La Corte di Cassazione con la Ordinanza n. 23754/2018 si pronuncia in merito alla risarcibilità del danno non patrimoniale causato ai condomini da immissioni illecite.
In particolare i proprietari e inquilini di un edificio lamentavano le molestie causate da fumi, il calore e odori trasmessi attraverso un canna fumaria di un ristorante, posta lungo la facciata dell’edificio in violazione anche delle norme in materia di distanze.
Svolta la CTU, il Tribunale accoglieva il ricorso ordinando l’immediata rimozione della canna fumaria e, successivamente, disponeva la condanna della resistente al pagamento del risarcimento del danno non patrimoniale in favore dei richiedenti. Respinto il ricorso in appello, la convenuta ricorreva in Cassazione, che respingeva il ricorso.
Infatti La Suprema Corte ha applicato i principi già espressi in altre occasioni, secondo i quali, , è prevalente il soddisfacimento dell’interesse ad una normale qualità della vita rispetto alle esigenze della produzione, anche se in concreto, non è stato superato il limite della normale tollerabilità.
Afferma la Corte, riprendendo un principio affermato dalle sezioni Unite (Cass.
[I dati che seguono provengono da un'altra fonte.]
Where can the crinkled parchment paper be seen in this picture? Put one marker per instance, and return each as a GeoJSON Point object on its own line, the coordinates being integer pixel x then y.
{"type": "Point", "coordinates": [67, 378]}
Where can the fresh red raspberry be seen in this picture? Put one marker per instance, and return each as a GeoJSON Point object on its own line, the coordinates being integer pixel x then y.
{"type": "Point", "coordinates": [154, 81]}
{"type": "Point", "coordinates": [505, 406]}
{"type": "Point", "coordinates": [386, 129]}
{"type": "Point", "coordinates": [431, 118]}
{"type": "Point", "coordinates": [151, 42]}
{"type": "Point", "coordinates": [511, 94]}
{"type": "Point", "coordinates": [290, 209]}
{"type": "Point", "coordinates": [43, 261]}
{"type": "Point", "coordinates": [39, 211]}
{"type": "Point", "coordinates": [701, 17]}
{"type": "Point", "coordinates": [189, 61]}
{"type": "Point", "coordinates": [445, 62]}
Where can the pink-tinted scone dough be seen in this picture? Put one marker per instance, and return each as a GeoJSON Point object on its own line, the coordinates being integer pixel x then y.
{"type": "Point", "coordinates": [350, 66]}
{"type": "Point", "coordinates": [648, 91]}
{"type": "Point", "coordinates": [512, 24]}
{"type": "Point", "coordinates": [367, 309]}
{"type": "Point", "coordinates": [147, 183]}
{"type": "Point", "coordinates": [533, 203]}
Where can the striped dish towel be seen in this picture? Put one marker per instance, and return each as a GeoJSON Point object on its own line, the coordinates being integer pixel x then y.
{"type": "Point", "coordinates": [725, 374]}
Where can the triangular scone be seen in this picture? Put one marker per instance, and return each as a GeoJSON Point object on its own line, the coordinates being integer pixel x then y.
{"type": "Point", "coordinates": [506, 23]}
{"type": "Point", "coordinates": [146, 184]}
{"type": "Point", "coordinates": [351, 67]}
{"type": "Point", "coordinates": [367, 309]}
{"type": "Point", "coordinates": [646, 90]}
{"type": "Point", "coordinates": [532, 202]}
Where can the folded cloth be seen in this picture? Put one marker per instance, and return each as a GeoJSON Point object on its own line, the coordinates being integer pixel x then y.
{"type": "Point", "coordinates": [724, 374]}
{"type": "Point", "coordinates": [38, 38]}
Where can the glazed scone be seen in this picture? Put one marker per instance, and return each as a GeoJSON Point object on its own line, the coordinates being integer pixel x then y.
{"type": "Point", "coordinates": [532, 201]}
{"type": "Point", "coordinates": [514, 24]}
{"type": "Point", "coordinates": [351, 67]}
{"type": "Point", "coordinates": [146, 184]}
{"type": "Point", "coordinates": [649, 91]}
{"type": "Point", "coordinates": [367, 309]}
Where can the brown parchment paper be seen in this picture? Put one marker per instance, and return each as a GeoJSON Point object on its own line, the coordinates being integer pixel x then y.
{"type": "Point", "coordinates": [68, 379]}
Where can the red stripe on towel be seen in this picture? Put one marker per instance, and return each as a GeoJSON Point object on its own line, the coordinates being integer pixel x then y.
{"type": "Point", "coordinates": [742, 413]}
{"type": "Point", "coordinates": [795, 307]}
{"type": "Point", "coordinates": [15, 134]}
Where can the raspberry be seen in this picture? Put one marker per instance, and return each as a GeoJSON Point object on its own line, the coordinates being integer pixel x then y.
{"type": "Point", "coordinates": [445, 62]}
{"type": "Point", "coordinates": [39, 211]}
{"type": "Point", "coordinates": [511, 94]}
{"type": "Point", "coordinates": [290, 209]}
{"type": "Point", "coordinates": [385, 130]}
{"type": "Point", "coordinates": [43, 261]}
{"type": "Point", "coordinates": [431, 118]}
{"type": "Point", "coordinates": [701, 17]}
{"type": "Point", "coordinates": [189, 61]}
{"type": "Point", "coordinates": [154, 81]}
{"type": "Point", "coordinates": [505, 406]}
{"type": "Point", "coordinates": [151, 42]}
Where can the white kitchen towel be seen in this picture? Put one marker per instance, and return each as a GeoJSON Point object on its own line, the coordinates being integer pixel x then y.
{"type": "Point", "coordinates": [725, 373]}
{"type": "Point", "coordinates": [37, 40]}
S.U. n. 2611/2017) “l’assenza di un danno biologico documentato non osta al risarcimento del danno non patrimoniale conseguente ad immissioni illecite, allorchè siano stati lesi il diritto al normale svolgimento della vita familiare all’interno della propria abitazione ed il diritto alla libera e piena esplicazione delle proprie abitudini di vita quotidiane, quali diritti costituzionalmente garantiti, nonchè tutelati dall’art. 8 della Convenzione Europea dei diritti dell’uomo, la prova del cui pregiudizio può essere fornita anche con presunzioni”
Precisa la Corte che le norme che stabiliscono i limiti di accettabilità delle immissioni, nell’interesse pubblico, operano nei rapporti cd. verticali fra privati e la pubblica amministrazione, per garantire alla collettività, il rispetto di livelli minimi di quiete, per cui il superamento dei limiti di rumore stabiliti dalle leggi e dai regolamenti che disciplinano le attività produttive è, senz’altro, illecito.
Tuttavia la disciplina delle immissioni moleste in “alienum” nei rapporti fra privati va rinvenuta, infatti, nell’art. 844 c.c., alla stregua delle cui disposizioni, quand’anche dette immissioni non superino i limiti fissati dalle norme di interesse generale, il giudizio in ordine alla loro tollerabilità va compiuto secondo il prudente apprezzamento del giudice che tenga conto delle particolarità della situazione concreta.